Completely agree i find my self on days off sleeping for 15 hours if not set alarm!! 1

I'll just have to keep plucking away.. currently doing a course through work in management and leadership hopefully will lead to something above where i am where i can work 9-5

and sleep will be easier to priorities, i totally understand the importance but tbh, off work today.. slept in and now not tired?? Hmm..


----------



## EXTREME (Aug 5, 2005)

I'm still working to 11pm 3 or 4 nights a week from a 10-11am start.

All I've found Renshaw is that the more responsibility you get the more you do to rise to the challenge.
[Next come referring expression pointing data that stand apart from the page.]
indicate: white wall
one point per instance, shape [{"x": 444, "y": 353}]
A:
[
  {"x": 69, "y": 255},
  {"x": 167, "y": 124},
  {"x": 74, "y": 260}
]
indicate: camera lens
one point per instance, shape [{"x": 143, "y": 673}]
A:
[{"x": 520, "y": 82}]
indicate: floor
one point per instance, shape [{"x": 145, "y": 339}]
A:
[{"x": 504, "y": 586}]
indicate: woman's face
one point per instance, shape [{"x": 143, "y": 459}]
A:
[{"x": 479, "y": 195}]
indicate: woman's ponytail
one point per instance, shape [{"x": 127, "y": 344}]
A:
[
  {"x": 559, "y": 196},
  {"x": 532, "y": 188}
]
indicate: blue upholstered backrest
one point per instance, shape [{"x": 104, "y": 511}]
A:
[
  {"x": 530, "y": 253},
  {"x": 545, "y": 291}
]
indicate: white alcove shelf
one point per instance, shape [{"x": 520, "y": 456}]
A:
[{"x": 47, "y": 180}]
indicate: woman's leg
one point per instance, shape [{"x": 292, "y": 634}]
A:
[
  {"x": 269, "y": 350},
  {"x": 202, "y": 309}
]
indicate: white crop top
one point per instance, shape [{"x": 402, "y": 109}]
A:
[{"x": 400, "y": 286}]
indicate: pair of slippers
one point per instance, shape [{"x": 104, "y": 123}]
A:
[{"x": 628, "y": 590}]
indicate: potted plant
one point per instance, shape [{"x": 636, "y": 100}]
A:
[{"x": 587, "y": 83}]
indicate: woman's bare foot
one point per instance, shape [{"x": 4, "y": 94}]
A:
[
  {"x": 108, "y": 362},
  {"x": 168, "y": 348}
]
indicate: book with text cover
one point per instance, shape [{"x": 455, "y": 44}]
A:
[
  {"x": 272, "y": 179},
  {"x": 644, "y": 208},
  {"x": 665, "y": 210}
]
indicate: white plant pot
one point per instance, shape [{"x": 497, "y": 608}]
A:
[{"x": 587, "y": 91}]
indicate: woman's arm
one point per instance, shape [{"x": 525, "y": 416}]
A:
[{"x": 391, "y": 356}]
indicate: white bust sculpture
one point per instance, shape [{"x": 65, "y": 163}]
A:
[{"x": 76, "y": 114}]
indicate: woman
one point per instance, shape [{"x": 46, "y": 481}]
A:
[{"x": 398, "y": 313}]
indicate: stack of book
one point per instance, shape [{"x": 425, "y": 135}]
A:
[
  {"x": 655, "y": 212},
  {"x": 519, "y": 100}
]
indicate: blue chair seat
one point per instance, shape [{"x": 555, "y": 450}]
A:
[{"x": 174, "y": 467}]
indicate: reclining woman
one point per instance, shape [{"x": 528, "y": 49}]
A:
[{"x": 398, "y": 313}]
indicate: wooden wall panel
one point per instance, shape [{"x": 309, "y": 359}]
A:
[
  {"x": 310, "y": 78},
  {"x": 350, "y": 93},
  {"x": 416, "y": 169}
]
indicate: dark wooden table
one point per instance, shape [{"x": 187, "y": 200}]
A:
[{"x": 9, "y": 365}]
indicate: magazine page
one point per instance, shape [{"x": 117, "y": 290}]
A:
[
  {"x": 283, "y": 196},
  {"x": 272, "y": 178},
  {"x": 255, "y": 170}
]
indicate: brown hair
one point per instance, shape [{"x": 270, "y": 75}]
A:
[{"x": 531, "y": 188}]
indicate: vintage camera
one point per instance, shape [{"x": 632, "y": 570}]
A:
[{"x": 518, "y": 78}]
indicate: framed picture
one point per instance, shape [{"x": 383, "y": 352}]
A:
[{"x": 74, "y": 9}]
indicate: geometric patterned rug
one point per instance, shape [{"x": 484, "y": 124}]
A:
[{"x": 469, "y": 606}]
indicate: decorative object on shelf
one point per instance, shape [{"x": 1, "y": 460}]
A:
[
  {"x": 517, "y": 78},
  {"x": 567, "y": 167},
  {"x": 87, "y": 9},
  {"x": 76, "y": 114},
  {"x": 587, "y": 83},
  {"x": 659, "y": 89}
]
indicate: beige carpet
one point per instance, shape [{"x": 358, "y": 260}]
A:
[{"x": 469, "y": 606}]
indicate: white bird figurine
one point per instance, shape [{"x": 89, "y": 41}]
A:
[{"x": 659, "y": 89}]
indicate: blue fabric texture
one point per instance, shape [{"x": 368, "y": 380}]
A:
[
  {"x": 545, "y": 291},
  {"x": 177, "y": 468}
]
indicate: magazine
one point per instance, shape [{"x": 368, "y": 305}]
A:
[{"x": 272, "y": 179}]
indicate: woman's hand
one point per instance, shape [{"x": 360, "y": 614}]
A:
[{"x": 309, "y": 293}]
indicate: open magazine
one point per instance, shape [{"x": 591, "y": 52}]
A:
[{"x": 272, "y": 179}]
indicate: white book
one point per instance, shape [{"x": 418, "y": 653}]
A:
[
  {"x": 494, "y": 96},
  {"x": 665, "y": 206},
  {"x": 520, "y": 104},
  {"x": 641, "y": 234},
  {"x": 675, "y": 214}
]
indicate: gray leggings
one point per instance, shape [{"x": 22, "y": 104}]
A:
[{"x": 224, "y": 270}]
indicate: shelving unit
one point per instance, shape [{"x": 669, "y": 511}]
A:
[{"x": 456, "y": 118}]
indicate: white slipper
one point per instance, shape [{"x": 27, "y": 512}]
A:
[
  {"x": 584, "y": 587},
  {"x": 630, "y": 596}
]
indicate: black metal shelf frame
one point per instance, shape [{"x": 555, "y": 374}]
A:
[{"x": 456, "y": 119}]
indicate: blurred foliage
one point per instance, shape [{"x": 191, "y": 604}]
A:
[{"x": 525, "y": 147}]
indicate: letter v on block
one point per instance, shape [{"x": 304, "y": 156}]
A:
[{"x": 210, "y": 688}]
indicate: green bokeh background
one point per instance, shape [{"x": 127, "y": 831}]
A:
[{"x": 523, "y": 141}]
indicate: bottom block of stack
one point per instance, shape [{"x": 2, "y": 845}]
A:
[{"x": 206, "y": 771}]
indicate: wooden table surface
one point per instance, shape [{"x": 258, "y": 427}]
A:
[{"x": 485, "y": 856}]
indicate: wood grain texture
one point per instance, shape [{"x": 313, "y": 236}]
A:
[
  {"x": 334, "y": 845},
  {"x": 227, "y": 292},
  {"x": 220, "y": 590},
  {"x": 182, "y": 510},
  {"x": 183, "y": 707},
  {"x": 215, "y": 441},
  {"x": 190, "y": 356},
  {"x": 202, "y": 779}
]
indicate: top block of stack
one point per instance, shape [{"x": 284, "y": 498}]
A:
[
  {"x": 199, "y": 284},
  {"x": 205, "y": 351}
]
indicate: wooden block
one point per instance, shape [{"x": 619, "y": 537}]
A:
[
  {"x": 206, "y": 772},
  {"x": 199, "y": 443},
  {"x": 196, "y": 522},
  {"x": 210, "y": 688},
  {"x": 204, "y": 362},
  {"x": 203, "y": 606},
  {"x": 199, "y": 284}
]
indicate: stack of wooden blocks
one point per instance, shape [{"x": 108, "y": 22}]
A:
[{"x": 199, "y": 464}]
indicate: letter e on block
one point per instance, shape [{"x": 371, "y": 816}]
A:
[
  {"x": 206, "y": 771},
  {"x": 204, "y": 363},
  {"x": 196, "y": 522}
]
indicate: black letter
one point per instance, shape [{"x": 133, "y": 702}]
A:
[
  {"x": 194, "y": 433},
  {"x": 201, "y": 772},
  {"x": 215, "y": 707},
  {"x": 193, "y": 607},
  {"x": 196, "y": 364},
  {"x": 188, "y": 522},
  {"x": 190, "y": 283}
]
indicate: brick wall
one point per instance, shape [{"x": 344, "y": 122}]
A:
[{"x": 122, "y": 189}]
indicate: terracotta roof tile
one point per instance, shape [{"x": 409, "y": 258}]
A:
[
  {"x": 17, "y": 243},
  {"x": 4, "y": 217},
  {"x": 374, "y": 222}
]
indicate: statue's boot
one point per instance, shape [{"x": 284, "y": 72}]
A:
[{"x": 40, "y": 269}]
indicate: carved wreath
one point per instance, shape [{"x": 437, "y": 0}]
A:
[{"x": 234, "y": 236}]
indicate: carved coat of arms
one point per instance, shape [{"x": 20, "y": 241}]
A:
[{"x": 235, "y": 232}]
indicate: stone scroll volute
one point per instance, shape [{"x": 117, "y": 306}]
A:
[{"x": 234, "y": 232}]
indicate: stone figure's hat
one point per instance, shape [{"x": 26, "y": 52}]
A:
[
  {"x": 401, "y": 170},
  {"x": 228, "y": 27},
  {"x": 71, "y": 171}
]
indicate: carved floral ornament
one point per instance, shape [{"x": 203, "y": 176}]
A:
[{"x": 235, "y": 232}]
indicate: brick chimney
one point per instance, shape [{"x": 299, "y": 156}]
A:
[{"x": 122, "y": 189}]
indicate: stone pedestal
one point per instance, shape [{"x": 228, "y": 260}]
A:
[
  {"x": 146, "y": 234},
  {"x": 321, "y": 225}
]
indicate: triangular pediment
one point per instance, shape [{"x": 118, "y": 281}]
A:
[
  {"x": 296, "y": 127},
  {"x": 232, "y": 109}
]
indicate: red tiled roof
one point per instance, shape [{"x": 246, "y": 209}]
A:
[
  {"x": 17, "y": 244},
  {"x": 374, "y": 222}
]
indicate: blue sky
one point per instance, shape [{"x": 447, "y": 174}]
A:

Maybe it's different bcos it's my business but even when I was employed I put the hours in bcos I liked to do all that was required of me, then a bit more. It was the only way to shine brighter than my colleagues and hopefully climb the ladder qicker than them.


----------



## renshaw (Jun 5, 2012)

That is true. in my line of work the manager is fully responsible for the place even if not there.. so gives same level of responsibility as you. If i screw up its manger /director whos in court on the chargers of abuse or even death/murder! Where i'd just get fired, inless they can fully pass the blame followed by if I cannot pass the blame on wards.

anyways, its hard to get allot of sleep around the wind down part of my day!!  So I've already got in my head slow and steady win the race


----------



## The Trixsta (Sep 6, 2009)

Looking good pal, as others have said, good leg development there


----------